Yea it's just more an observation that despite all the capabilities of these new tablets, HQ video media playback is lacking imo, and playing even a 720p mkv seems like a trivial task these days.

This doesn't apply to all new tablets particularly Windows devices as the media playback options on the better ones are fantastic and recoding for local playback typically isn't necessary.
 
Heck my oldest tv which is from 2009 can play mkvs, just audio codec support is limited. But whatever hardware is processing apps on the tvs i have is slow as hell.

That's an observation about containers and the ability of a device to read them: MKV is just a container so, you can demux the contents and drop the audio/video/chapter/subs inside an MP4 container and voila, most devices these days would play it (given that the audio and video streams are in a format that's supported, of course).

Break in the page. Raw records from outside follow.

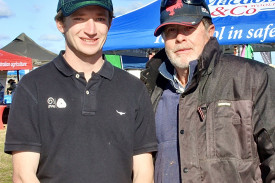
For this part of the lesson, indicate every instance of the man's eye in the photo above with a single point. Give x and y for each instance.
(171, 29)
(101, 19)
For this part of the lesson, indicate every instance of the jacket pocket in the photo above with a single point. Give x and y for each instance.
(231, 129)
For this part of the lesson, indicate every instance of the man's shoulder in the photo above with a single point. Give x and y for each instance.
(40, 73)
(237, 61)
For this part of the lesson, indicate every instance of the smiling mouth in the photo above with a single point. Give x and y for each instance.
(89, 40)
(183, 50)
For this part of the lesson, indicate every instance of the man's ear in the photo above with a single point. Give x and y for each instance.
(211, 30)
(60, 26)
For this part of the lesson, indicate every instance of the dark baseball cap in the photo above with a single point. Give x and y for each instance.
(182, 12)
(70, 6)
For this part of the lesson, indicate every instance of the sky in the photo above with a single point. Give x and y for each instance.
(35, 18)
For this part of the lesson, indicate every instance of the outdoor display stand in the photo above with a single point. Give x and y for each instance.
(2, 108)
(9, 62)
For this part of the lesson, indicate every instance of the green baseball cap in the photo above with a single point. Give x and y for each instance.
(70, 6)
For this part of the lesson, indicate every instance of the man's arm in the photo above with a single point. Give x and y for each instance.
(143, 169)
(25, 166)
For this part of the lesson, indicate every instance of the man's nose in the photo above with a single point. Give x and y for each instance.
(90, 27)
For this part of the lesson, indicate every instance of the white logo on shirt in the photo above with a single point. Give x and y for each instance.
(120, 113)
(59, 104)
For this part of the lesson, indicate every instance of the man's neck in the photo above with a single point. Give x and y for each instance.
(182, 75)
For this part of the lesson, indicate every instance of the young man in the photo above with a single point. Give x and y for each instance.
(214, 112)
(78, 118)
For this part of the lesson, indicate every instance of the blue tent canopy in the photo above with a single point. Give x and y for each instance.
(236, 22)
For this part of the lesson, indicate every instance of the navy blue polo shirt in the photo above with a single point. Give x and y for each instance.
(84, 131)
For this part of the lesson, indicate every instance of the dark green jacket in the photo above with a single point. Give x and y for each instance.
(226, 118)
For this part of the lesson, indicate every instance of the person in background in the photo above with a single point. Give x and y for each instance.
(151, 53)
(79, 119)
(214, 112)
(12, 87)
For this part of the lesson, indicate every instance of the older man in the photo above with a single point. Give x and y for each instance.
(214, 112)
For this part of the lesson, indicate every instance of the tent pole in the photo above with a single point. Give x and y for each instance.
(17, 73)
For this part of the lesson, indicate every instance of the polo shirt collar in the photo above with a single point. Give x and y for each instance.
(107, 70)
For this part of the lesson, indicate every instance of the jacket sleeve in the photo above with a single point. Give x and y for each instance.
(264, 119)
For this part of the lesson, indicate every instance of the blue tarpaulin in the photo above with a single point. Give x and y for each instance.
(236, 22)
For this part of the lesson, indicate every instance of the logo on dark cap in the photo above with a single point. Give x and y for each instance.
(177, 5)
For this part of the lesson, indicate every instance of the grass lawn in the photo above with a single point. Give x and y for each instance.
(5, 161)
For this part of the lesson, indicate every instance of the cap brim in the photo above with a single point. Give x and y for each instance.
(186, 21)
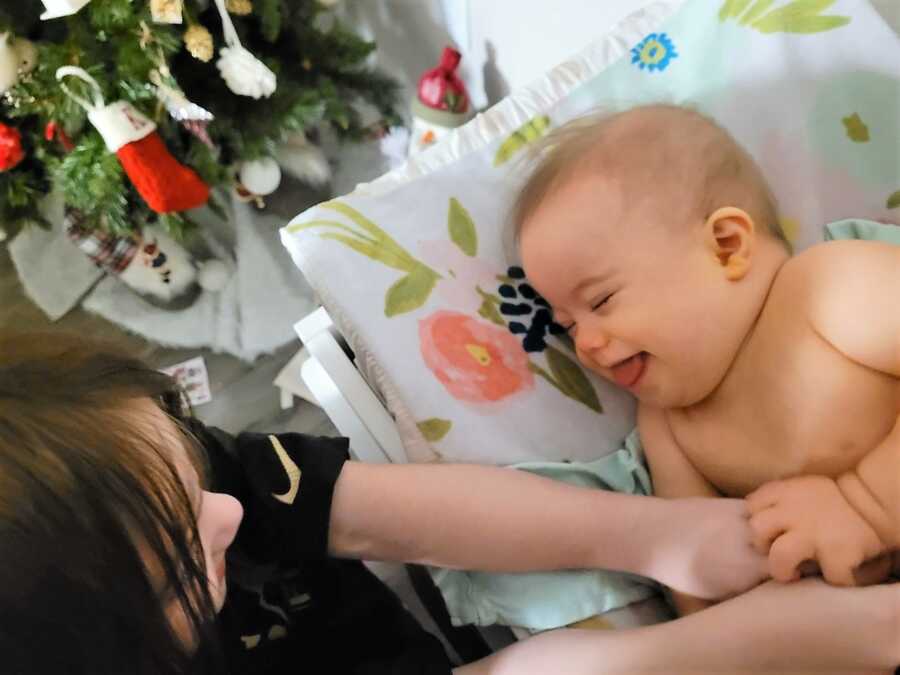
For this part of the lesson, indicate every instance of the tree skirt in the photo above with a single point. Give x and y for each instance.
(252, 315)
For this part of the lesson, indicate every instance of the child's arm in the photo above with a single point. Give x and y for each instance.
(802, 628)
(500, 519)
(674, 477)
(853, 289)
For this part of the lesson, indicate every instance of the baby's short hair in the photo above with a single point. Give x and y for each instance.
(659, 146)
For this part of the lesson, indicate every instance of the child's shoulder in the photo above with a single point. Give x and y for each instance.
(834, 267)
(846, 290)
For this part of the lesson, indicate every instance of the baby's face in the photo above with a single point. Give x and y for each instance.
(638, 293)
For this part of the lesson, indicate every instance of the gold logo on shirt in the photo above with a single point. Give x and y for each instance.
(292, 470)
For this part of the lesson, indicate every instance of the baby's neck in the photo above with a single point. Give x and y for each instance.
(768, 264)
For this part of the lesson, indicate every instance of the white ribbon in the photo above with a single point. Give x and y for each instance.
(244, 74)
(119, 123)
(81, 74)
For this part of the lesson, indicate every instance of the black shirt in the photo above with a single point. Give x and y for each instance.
(290, 607)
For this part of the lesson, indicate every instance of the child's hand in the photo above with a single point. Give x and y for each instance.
(808, 518)
(708, 549)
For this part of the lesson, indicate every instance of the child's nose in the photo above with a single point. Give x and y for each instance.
(591, 338)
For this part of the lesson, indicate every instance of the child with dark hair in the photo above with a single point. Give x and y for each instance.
(124, 521)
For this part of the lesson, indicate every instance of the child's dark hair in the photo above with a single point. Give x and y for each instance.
(89, 503)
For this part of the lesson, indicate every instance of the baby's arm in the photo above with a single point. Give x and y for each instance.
(859, 315)
(803, 628)
(673, 477)
(503, 520)
(852, 289)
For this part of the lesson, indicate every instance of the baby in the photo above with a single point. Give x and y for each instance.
(654, 237)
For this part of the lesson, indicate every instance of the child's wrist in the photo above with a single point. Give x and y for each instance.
(650, 543)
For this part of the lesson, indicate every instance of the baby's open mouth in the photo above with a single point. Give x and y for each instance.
(627, 373)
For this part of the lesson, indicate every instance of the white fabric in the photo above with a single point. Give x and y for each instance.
(541, 424)
(788, 97)
(252, 315)
(119, 124)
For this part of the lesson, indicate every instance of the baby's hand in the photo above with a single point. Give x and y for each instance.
(808, 519)
(708, 549)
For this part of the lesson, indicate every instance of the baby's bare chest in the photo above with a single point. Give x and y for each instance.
(791, 405)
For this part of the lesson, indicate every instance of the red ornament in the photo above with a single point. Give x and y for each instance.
(164, 183)
(440, 88)
(11, 152)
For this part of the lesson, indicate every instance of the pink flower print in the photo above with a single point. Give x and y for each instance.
(476, 361)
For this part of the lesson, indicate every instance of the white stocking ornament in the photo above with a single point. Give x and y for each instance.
(244, 74)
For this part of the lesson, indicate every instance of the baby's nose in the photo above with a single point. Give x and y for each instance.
(591, 339)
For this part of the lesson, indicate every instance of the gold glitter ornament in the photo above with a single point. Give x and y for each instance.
(239, 7)
(199, 42)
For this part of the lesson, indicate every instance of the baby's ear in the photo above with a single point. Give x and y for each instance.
(731, 237)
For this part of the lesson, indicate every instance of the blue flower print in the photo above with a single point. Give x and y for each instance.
(654, 52)
(532, 313)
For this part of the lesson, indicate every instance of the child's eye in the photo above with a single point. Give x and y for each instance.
(598, 305)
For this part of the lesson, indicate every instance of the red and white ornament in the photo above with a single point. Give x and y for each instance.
(164, 183)
(11, 152)
(442, 103)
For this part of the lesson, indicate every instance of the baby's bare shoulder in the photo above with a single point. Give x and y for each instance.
(847, 292)
(835, 268)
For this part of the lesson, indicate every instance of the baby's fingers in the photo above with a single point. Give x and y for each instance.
(786, 555)
(767, 525)
(838, 569)
(765, 497)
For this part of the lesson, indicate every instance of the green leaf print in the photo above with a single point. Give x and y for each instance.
(434, 429)
(462, 229)
(894, 200)
(571, 380)
(857, 131)
(759, 8)
(733, 8)
(799, 16)
(527, 133)
(410, 292)
(373, 251)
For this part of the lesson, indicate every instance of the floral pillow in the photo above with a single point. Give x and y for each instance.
(414, 266)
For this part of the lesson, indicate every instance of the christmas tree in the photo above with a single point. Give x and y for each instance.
(69, 82)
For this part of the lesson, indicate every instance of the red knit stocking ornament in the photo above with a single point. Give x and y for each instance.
(164, 183)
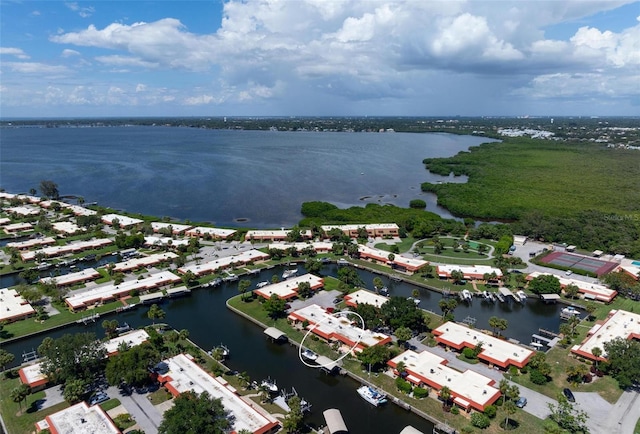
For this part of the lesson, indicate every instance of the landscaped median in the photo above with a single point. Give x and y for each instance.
(430, 408)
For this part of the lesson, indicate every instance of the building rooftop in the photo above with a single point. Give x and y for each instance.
(373, 226)
(619, 324)
(340, 328)
(432, 370)
(71, 278)
(289, 288)
(214, 232)
(317, 246)
(221, 263)
(32, 376)
(185, 375)
(599, 292)
(133, 338)
(468, 270)
(144, 261)
(109, 291)
(73, 247)
(66, 227)
(13, 306)
(494, 350)
(125, 221)
(176, 228)
(79, 419)
(32, 242)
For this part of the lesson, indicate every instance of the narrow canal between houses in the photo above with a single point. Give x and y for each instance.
(210, 323)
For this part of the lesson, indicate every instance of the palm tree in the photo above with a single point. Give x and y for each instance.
(503, 386)
(509, 409)
(20, 393)
(597, 352)
(445, 395)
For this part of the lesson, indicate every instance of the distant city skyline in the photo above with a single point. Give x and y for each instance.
(319, 58)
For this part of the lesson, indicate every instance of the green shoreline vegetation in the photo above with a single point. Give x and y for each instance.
(558, 191)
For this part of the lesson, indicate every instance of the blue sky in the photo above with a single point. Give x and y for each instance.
(319, 57)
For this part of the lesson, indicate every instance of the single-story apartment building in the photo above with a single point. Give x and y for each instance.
(215, 233)
(496, 352)
(336, 329)
(109, 292)
(408, 265)
(378, 230)
(470, 272)
(214, 266)
(619, 324)
(79, 419)
(13, 307)
(185, 375)
(362, 296)
(289, 288)
(469, 389)
(275, 235)
(591, 291)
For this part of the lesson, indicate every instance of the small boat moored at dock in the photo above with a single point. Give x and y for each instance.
(309, 355)
(371, 395)
(289, 273)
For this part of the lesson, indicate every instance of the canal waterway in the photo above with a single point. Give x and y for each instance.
(210, 323)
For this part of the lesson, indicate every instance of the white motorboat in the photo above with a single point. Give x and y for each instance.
(309, 355)
(372, 396)
(270, 385)
(415, 300)
(522, 295)
(289, 273)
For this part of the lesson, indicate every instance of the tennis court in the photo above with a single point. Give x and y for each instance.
(586, 263)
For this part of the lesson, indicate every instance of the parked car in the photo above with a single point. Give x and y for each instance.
(98, 398)
(569, 395)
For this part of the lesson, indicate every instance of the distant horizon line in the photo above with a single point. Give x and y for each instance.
(291, 117)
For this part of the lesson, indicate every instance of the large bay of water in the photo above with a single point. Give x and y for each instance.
(221, 176)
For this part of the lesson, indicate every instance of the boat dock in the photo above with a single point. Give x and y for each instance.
(87, 319)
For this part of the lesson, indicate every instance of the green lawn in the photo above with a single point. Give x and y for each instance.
(30, 325)
(510, 178)
(20, 419)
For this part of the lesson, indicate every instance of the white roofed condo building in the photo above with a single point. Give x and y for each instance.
(123, 220)
(362, 296)
(379, 230)
(275, 235)
(13, 307)
(110, 292)
(470, 272)
(185, 375)
(214, 233)
(145, 261)
(289, 288)
(71, 248)
(337, 329)
(175, 228)
(496, 352)
(318, 246)
(619, 324)
(592, 291)
(469, 389)
(216, 265)
(79, 419)
(408, 265)
(86, 275)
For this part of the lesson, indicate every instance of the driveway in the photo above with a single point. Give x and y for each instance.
(140, 408)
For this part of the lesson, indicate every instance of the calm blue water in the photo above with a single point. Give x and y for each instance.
(218, 175)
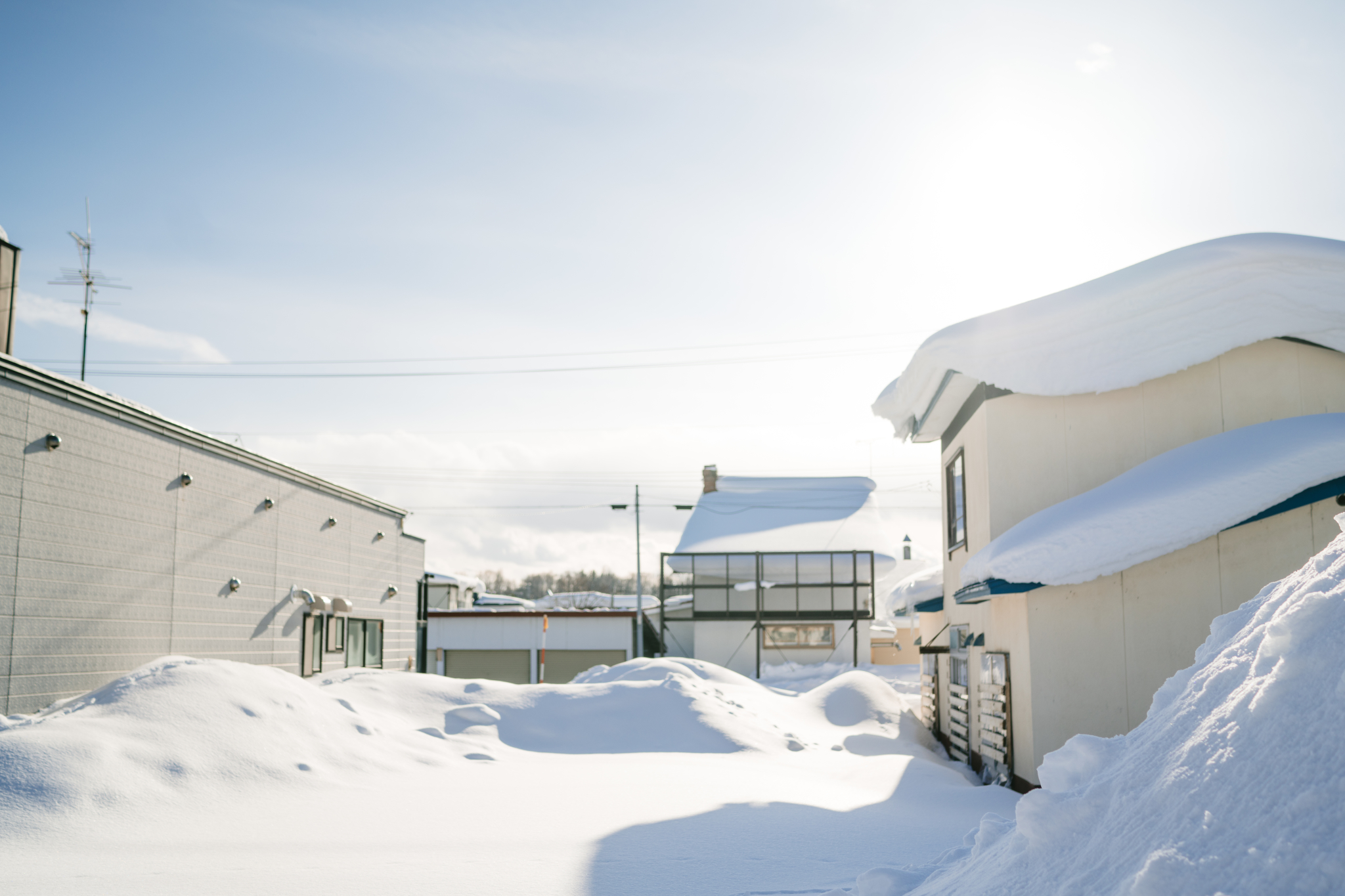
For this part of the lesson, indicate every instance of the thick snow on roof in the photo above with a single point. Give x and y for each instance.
(1137, 324)
(787, 513)
(1166, 503)
(916, 587)
(1231, 785)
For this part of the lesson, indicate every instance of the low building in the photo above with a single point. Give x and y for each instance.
(776, 570)
(131, 536)
(508, 644)
(1122, 461)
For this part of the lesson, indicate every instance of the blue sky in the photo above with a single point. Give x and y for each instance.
(831, 181)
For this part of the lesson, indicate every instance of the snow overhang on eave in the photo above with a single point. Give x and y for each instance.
(953, 393)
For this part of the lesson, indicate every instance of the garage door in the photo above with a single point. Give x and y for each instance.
(498, 666)
(563, 666)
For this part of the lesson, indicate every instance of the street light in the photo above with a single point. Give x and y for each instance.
(639, 580)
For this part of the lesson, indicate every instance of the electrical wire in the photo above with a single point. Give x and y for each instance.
(513, 371)
(487, 358)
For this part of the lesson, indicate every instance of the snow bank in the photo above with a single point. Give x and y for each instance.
(1137, 324)
(1231, 785)
(183, 726)
(1166, 503)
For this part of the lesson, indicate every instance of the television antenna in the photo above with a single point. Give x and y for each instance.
(87, 277)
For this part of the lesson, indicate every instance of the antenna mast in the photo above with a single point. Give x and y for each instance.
(87, 277)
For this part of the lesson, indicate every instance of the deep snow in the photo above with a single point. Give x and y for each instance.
(1166, 503)
(1137, 324)
(654, 777)
(1231, 785)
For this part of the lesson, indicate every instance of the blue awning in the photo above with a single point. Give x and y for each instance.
(982, 591)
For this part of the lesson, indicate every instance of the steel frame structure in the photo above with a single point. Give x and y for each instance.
(735, 575)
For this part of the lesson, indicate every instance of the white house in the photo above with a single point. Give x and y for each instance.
(778, 570)
(129, 536)
(1124, 461)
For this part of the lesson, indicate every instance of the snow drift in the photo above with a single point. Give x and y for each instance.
(183, 726)
(1231, 785)
(1137, 324)
(1166, 503)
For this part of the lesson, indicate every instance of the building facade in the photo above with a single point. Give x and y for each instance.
(128, 536)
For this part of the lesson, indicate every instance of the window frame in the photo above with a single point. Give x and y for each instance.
(357, 647)
(950, 522)
(768, 644)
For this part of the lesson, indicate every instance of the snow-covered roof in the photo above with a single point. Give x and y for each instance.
(470, 582)
(915, 589)
(1137, 324)
(789, 513)
(1169, 501)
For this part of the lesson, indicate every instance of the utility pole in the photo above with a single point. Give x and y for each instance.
(87, 277)
(639, 582)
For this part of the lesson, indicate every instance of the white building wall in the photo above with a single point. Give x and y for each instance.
(112, 563)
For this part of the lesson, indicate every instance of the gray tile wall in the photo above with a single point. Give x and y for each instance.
(106, 562)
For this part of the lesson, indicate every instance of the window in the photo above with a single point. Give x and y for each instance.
(335, 634)
(365, 643)
(799, 636)
(956, 486)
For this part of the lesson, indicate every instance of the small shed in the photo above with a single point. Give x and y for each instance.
(508, 644)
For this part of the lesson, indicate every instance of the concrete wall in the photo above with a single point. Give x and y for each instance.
(108, 562)
(1088, 658)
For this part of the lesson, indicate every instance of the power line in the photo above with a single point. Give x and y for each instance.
(521, 370)
(487, 358)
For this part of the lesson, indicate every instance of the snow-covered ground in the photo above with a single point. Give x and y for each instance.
(653, 777)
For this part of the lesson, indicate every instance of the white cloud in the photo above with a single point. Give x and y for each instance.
(1099, 56)
(39, 309)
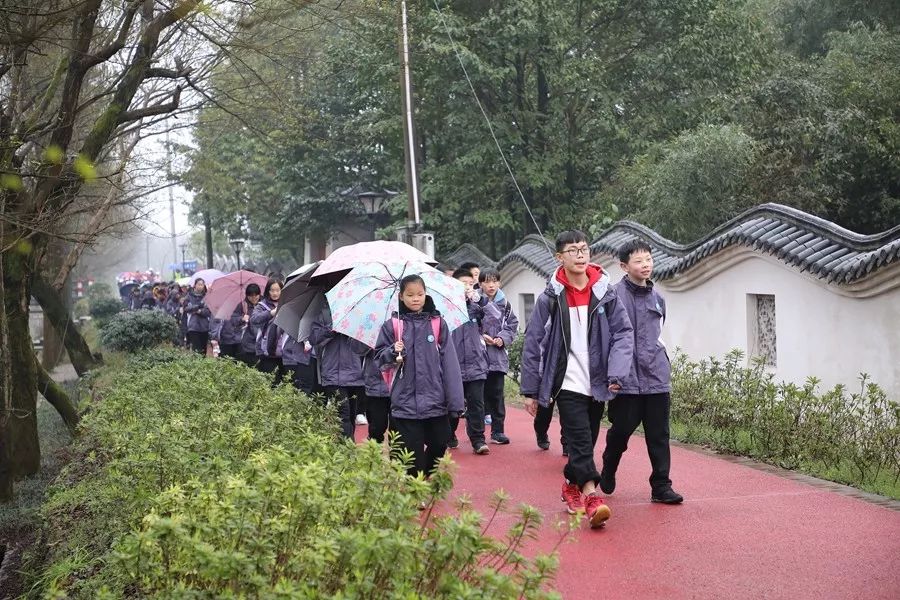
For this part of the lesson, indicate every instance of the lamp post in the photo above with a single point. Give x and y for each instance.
(237, 244)
(372, 203)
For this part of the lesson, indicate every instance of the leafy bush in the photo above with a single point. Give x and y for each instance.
(192, 478)
(103, 309)
(138, 330)
(853, 437)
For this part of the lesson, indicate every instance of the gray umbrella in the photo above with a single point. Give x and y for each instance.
(300, 303)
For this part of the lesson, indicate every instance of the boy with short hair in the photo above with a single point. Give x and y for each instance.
(500, 327)
(470, 350)
(644, 398)
(578, 349)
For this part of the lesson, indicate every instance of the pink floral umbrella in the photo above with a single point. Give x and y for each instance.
(347, 257)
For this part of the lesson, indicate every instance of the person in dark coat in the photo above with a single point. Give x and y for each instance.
(578, 352)
(269, 337)
(197, 316)
(378, 396)
(499, 328)
(427, 385)
(644, 397)
(340, 370)
(247, 350)
(228, 332)
(470, 349)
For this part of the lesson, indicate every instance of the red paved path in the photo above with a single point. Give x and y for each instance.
(741, 533)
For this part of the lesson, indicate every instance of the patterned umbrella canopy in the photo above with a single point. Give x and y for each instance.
(365, 298)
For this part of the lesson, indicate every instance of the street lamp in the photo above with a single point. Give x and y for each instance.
(372, 203)
(237, 244)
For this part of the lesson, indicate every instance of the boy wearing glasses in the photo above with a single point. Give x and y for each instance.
(578, 350)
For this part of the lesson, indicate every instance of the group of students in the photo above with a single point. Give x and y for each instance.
(591, 346)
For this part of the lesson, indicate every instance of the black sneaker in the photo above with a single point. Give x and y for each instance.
(607, 482)
(666, 496)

Demuxing and remuxing takes minutes; transcoding is what really chews up the time. ;)
 
Hmm how is it my sub $100 tiny WD Tv Live can play 1080p mkv's, and tons of other codecs flawlessly, yet this tablet can't even handle a 720p without rencoding it and lowering the quality?

It has a better decoder chip. The thing about it is that you can put that very same chip on tablets and you'll get the same performance.

Of course, the question is how much it would add to the cost to put one of those things in.
 
It has a better decoder chip. The thing about it is that you can put that very same chip on tablets and you'll get the same performance.

Of course, the question is how much it would add to the cost to put one of those things in.

and how much power it will take :p
 
Well I'll just have to play with it. I've converted smaller vids from different formats to be compatible on my droid incredible and they looked good, but that's a miniscule display.

Not even of much importance for my use, just would like to know its limits.
 
Well I'll just have to play with it. I've converted smaller vids from different formats to be compatible on my droid incredible and they looked good, but that's a miniscule display.

Not even of much importance for my use, just would like to know its limits.

So do some encodes with HandBrake of SD (DVD) content and also some 720p and 1080p content using the info I posted earlier a few posts back: do a High Profile preset encode of some DVD content (like one chapter as a test, pick something with bright colors and somewhat clear scenery or whatever), then grab something that you can use for proper 720p Normal preset (with those command line alterations that guy from the HandBrake forums suggested), and then finally an actual 1080p encode of something at Baseline (iPhone/iPod touch preset, then adjust the width to 1920 wide) and see what you get.

Only takes a few minutes to do most encodes with HandBrake on today's machines, especially a single chapter that's only a few minutes long itself most of the time.
 
I downloaded those video clips, from the social network, watchmen, and Tron. They all looked pretty good and of course played smooth. I also made a new encoding of tangled with less compression and the anamorphic lock. The file was 150MB bigger and no discernable improvement. This screen is good enough show you the flaws inherent with DVD. Your clips at 720p were crisp but it did seem like the colors have lost a touch of vibrancy.

I will have to figure out what a standard encoding is vs baseline and give that a try, I am writing up a guide for some friends on how to make movies for portable devices.

I typed this whole post out on my transformer.